Feldmann köpft RSV Wanne zum Aufstieg

Karim Boybauan (rechts) gelang mit dem RSV Wanne der Sprung in die Kreisliga A.
Karim Boybauan (rechts) gelang mit dem RSV Wanne der Sprung in die Kreisliga A.
Foto: FUNKE Foto Services / Olaf Ziegler

Der RSV Wanne hat das Aufstiegsrelegationsspiel zur Kreisliga A gegen die Zweitvertretung des FC Frohlinde mit 1:0 für sich entschieden. Das Tor des Tages köpfte David Feldmann in der 103. Minute. „Das ist ein unfassbarer Moment. Ich bin überglücklich“, konnte RSV-Coach Volker Hammer seine Freude über den Aufstieg noch gar nicht richtig in Worte fassen.

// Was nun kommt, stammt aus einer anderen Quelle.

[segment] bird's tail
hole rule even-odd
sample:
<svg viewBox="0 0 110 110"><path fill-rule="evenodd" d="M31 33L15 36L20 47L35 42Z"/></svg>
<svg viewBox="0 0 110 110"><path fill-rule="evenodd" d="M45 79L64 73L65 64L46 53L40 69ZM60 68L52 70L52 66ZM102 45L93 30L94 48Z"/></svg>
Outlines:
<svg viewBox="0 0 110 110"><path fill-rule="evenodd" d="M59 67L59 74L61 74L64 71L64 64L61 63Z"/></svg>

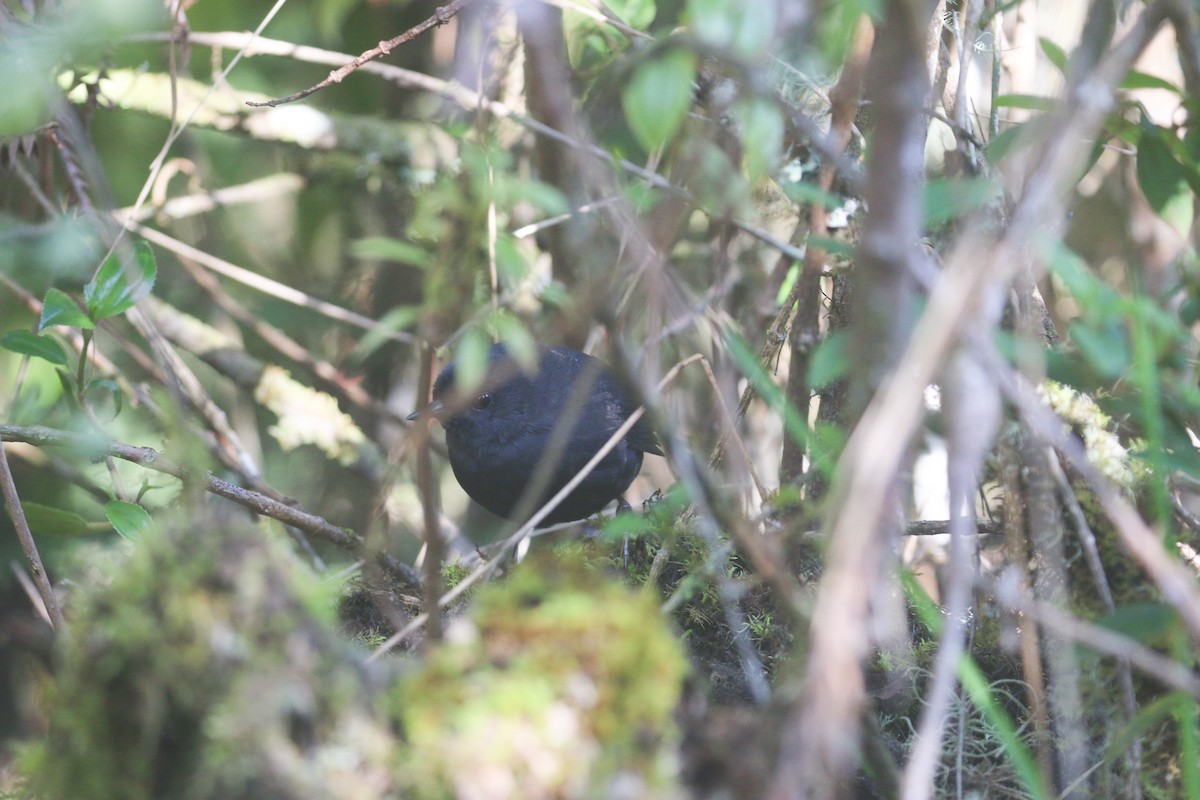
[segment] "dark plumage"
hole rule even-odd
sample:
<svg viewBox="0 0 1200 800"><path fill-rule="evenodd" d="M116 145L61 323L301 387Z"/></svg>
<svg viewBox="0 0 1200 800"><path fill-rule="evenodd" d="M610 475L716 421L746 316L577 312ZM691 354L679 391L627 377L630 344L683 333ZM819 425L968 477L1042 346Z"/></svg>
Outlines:
<svg viewBox="0 0 1200 800"><path fill-rule="evenodd" d="M637 406L599 360L566 347L539 345L532 375L521 371L502 344L493 345L488 358L487 379L470 398L458 396L455 365L446 365L434 383L431 412L446 428L454 477L494 514L513 518L539 464L552 460L536 502L525 503L528 516L579 472ZM637 477L643 453L662 455L639 420L541 524L583 519L604 508Z"/></svg>

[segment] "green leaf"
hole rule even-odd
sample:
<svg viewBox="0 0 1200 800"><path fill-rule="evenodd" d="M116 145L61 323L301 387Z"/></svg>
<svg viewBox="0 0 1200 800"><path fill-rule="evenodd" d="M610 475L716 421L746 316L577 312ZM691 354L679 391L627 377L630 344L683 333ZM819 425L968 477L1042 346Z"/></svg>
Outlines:
<svg viewBox="0 0 1200 800"><path fill-rule="evenodd" d="M488 322L500 341L508 348L509 355L529 372L537 370L537 342L525 323L507 311L498 311L488 317Z"/></svg>
<svg viewBox="0 0 1200 800"><path fill-rule="evenodd" d="M136 542L154 531L154 520L137 503L110 500L104 504L104 514L117 533L131 541Z"/></svg>
<svg viewBox="0 0 1200 800"><path fill-rule="evenodd" d="M1170 131L1143 121L1137 149L1138 186L1156 214L1176 230L1186 231L1192 219L1192 193L1184 166L1172 152L1173 144Z"/></svg>
<svg viewBox="0 0 1200 800"><path fill-rule="evenodd" d="M91 399L93 395L107 396L113 406L113 419L121 413L121 387L111 378L93 378L87 382L87 386L83 388L83 393L88 397L89 407L94 406L98 401Z"/></svg>
<svg viewBox="0 0 1200 800"><path fill-rule="evenodd" d="M350 357L355 361L363 361L374 353L384 343L389 341L388 334L402 331L413 325L421 318L420 306L396 306L388 311L375 323L375 327L367 329L359 339Z"/></svg>
<svg viewBox="0 0 1200 800"><path fill-rule="evenodd" d="M1029 146L1031 140L1030 137L1022 135L1024 130L1025 123L1022 122L1010 128L1005 128L988 140L985 150L988 162L999 164L1019 148Z"/></svg>
<svg viewBox="0 0 1200 800"><path fill-rule="evenodd" d="M621 92L625 120L638 144L653 151L671 140L692 107L695 78L696 57L679 48L638 67Z"/></svg>
<svg viewBox="0 0 1200 800"><path fill-rule="evenodd" d="M783 151L783 116L774 103L755 97L732 109L742 132L742 163L750 180L757 181L779 163Z"/></svg>
<svg viewBox="0 0 1200 800"><path fill-rule="evenodd" d="M381 261L396 261L425 269L429 266L429 252L411 242L403 242L390 236L369 236L359 239L351 247L355 258L374 258Z"/></svg>
<svg viewBox="0 0 1200 800"><path fill-rule="evenodd" d="M747 60L763 56L776 30L774 3L688 0L688 19L700 41Z"/></svg>
<svg viewBox="0 0 1200 800"><path fill-rule="evenodd" d="M150 245L137 241L133 246L135 271L127 271L119 253L113 253L100 265L100 271L83 287L88 316L99 321L115 317L133 307L154 288L158 267Z"/></svg>
<svg viewBox="0 0 1200 800"><path fill-rule="evenodd" d="M1071 341L1087 362L1105 378L1120 378L1133 360L1124 331L1115 325L1070 327Z"/></svg>
<svg viewBox="0 0 1200 800"><path fill-rule="evenodd" d="M1067 71L1067 54L1061 47L1045 37L1040 37L1038 44L1042 46L1042 52L1046 54L1046 60L1058 67L1059 72Z"/></svg>
<svg viewBox="0 0 1200 800"><path fill-rule="evenodd" d="M813 236L809 234L806 241L809 247L819 247L831 256L854 258L854 245L845 239L834 239L831 236Z"/></svg>
<svg viewBox="0 0 1200 800"><path fill-rule="evenodd" d="M921 195L926 225L940 225L987 205L1000 196L988 178L942 178L925 184Z"/></svg>
<svg viewBox="0 0 1200 800"><path fill-rule="evenodd" d="M104 523L88 522L73 511L44 506L41 503L22 502L29 529L38 536L82 536L107 530Z"/></svg>
<svg viewBox="0 0 1200 800"><path fill-rule="evenodd" d="M0 347L23 356L49 361L51 364L69 366L67 352L63 350L61 344L49 336L30 331L9 331L0 336Z"/></svg>
<svg viewBox="0 0 1200 800"><path fill-rule="evenodd" d="M454 387L462 395L470 394L483 384L491 346L491 341L479 328L471 328L463 334L454 357Z"/></svg>
<svg viewBox="0 0 1200 800"><path fill-rule="evenodd" d="M1099 624L1136 639L1142 644L1167 643L1167 636L1179 629L1179 615L1165 603L1131 603L1121 606Z"/></svg>
<svg viewBox="0 0 1200 800"><path fill-rule="evenodd" d="M1136 69L1130 70L1125 75L1125 80L1121 81L1122 89L1166 89L1168 92L1174 92L1179 96L1183 96L1183 89L1180 89L1175 84L1165 78L1160 78L1157 75L1148 75L1145 72L1138 72Z"/></svg>
<svg viewBox="0 0 1200 800"><path fill-rule="evenodd" d="M604 525L600 532L610 542L620 541L626 536L636 539L643 533L654 530L654 520L643 514L617 514Z"/></svg>
<svg viewBox="0 0 1200 800"><path fill-rule="evenodd" d="M846 352L846 335L841 331L829 334L813 350L808 362L808 385L813 389L824 389L843 378L850 369L850 356Z"/></svg>
<svg viewBox="0 0 1200 800"><path fill-rule="evenodd" d="M66 325L71 328L91 328L92 321L87 314L79 310L75 301L67 297L60 289L46 292L42 300L42 318L38 321L38 330L44 331L53 325Z"/></svg>
<svg viewBox="0 0 1200 800"><path fill-rule="evenodd" d="M1029 111L1052 111L1055 100L1053 97L1042 97L1035 94L1002 94L998 95L994 105L1000 108L1024 108Z"/></svg>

Von Beginn an bot sich den etwa 400 zahlenden Zuschauern auf dem Sportplatz des SV Holsterhausen ein offenes Spiel. Beide Teams waren vor der Pause darauf bedacht, in der Defensive keine Fehler zu machen. Die erste kleinere Torchance hatte der RSV nach einer Viertelstunde, doch Dennis Grabowski setzte seinen Schuss neben das FCF-Tor. Eine weitere Viertelstunde später hatte Christian Pflüger, den RSV-Coach Volker Hammer in dieser Saison zum Libero umfunktioniert hat, seine erste gute Gelegenheit per Freistoß. Doch er scheiterte mit seinem Schlenzer an Robin Böhmer im Tor der Castroper. Von der Zweitvertretung des FC Frohlinde kam vor der Pause nach vorne gar nichts und RSV-Aushilfskeeper Sascha Naujoks hatte bis zum Seitenwechsel einen ruhigen Nachmittag.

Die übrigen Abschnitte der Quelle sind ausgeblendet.